The first spot of exercise I’ve done since I got back from Bali. In August. Shocking. AND I went for a walk last night. My health is good, the weather is fine, there really is no excuse for not exercising. Because, believe me, I’ve used ALL them excuses over the last few months. Due to recent good exercise-deeds, I expect my bed time will be moved significantly forward tonight, and I might even need to take in an afternoon nap.*yawn*
I loved my walk. Or at least the first part of it. There is a section around Rangapani (the village I live in) that takes you the back way into Rangamati proper. With hardly any people along the way. Which is extremely rare for Bangladesh. Usually it’s just people, people, people. Everywhere. But when I hit the town itself (after a short, rocky boat ride across the post-wet-season-only lake) it became a bit unpleasant. Men and boys tend to stop and stare, and women and girls tend to laugh and giggle. Which is fine if I’m out shopping or just trying to get from A to B, but hardly ideal for a ‘get away from it all’ walk.

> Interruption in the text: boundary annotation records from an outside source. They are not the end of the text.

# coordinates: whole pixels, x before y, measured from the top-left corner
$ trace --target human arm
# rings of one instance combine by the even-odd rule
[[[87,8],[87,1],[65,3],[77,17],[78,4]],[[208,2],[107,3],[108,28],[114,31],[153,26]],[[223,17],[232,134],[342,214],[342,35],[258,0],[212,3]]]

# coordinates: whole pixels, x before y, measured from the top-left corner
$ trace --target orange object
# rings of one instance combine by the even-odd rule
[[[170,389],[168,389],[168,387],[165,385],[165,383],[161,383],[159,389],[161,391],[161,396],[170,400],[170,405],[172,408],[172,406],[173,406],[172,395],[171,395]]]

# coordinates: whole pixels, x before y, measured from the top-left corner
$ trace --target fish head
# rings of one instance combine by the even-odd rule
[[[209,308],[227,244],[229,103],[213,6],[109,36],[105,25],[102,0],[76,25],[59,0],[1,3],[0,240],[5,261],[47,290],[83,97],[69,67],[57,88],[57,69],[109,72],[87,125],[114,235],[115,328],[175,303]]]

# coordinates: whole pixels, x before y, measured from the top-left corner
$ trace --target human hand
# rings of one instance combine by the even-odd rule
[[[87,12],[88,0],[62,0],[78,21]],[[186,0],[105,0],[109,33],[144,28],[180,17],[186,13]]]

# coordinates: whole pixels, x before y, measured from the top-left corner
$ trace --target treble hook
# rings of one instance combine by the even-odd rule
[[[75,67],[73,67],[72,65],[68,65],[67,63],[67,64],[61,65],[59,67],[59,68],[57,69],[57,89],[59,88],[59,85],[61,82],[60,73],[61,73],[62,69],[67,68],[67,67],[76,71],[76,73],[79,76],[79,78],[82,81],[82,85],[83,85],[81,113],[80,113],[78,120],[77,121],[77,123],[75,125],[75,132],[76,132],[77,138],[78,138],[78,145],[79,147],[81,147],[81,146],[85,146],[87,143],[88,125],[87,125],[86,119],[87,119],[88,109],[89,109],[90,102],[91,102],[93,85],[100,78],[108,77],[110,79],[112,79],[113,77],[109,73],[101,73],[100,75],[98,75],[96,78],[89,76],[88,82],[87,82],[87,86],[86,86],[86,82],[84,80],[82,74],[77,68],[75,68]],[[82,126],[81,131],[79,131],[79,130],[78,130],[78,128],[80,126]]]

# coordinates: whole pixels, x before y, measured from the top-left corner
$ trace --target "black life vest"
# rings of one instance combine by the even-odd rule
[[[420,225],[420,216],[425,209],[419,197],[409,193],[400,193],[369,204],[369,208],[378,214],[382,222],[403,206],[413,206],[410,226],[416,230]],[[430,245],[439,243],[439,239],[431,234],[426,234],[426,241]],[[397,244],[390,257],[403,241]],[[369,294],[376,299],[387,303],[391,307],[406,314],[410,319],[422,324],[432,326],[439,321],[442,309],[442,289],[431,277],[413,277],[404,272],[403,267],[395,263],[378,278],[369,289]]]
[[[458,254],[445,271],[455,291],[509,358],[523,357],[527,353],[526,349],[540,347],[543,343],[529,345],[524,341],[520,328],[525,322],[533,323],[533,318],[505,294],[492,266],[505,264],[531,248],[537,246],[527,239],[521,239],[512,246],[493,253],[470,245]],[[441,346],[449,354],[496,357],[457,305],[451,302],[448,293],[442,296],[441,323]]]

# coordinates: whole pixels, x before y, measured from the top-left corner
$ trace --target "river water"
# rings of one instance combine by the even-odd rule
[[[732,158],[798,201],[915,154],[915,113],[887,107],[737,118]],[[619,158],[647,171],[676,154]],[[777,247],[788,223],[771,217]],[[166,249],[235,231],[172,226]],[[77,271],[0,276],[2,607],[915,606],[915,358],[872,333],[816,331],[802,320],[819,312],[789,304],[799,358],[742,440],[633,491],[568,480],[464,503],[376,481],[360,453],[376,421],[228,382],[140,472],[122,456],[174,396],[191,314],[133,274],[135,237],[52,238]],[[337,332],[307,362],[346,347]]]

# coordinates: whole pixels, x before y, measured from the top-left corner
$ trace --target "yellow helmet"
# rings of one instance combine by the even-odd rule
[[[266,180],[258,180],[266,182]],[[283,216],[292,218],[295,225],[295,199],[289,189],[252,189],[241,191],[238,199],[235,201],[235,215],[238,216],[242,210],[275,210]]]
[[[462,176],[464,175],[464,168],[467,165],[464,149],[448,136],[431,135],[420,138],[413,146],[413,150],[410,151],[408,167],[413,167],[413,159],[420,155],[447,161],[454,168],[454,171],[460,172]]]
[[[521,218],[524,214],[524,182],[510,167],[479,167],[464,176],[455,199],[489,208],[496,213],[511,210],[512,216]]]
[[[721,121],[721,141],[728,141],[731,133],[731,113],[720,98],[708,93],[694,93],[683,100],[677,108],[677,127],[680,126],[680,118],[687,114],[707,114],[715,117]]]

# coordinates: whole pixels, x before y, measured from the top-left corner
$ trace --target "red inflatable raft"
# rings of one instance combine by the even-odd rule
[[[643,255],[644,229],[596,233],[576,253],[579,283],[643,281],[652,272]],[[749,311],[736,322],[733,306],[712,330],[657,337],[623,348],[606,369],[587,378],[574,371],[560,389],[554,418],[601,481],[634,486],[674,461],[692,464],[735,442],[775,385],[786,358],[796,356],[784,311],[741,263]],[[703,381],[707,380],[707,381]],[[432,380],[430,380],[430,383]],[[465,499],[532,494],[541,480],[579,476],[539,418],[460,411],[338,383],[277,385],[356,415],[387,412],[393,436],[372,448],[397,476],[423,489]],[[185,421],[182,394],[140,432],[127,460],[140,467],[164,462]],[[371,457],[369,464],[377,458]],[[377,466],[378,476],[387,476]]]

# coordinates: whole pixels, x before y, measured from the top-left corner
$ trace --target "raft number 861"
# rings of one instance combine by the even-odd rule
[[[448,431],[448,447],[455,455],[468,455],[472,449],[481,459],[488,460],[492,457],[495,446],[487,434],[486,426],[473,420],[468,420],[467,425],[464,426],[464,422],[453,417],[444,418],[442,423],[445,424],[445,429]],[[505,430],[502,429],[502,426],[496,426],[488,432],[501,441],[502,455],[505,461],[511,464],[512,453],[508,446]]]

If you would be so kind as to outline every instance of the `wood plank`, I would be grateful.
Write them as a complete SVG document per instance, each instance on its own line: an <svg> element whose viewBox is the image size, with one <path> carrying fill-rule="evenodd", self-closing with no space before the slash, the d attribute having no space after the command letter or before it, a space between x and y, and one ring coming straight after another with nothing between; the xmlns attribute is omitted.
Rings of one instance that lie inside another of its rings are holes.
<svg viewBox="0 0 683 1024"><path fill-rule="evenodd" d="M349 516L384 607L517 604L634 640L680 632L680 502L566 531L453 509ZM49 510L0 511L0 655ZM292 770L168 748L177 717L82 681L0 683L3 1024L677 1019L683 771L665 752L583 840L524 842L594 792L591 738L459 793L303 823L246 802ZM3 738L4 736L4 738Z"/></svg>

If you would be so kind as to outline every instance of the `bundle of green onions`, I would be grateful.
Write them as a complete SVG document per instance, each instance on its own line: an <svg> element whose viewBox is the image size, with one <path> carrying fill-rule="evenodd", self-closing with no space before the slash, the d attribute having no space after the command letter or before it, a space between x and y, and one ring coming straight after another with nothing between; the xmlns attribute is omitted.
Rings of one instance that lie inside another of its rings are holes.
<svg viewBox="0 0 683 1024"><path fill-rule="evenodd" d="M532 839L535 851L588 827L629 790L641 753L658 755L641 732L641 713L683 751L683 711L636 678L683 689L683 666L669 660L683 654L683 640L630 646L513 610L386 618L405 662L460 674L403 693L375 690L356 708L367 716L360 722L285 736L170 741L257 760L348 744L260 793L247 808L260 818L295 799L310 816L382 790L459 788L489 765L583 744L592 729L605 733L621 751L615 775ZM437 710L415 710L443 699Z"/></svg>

I’d really like this place a lot more if I was just totally ignored on the streets. Like in London (I do miss my London some days). But here, somehow and usually without fail, the foreigner becomes the main attraction. I really don’t enjoy it. Perhaps this is how famous people feel, with the paparazzi and stalker fans? I do suspect that my time in Bangladesh is closest I’ll ever get to being, or feeling, famous. Because besides all the joy involved in the stopping/staring/laughing/giggling arena, there is also plenty of foreigner-stalking done here in Bangladesh. You’ll usually pick up a ‘tail’ in the market (especially in Dhaka) and they will literally just follow you around all day (or for as long as they can). It’s freaky. A fellow volunteer does this thing where he stops and checks under his shoes, so that the stalkers are forced to then continue walking on ahead of him, then he changes direction to totally lose them/mess with their stalking. I do this thing where I usually just shout at them.
Maybe I should don a full-on burqa one day, to hide my foreign-ness beneath. It might be like wearing an invisible cloak for the day? Tempting.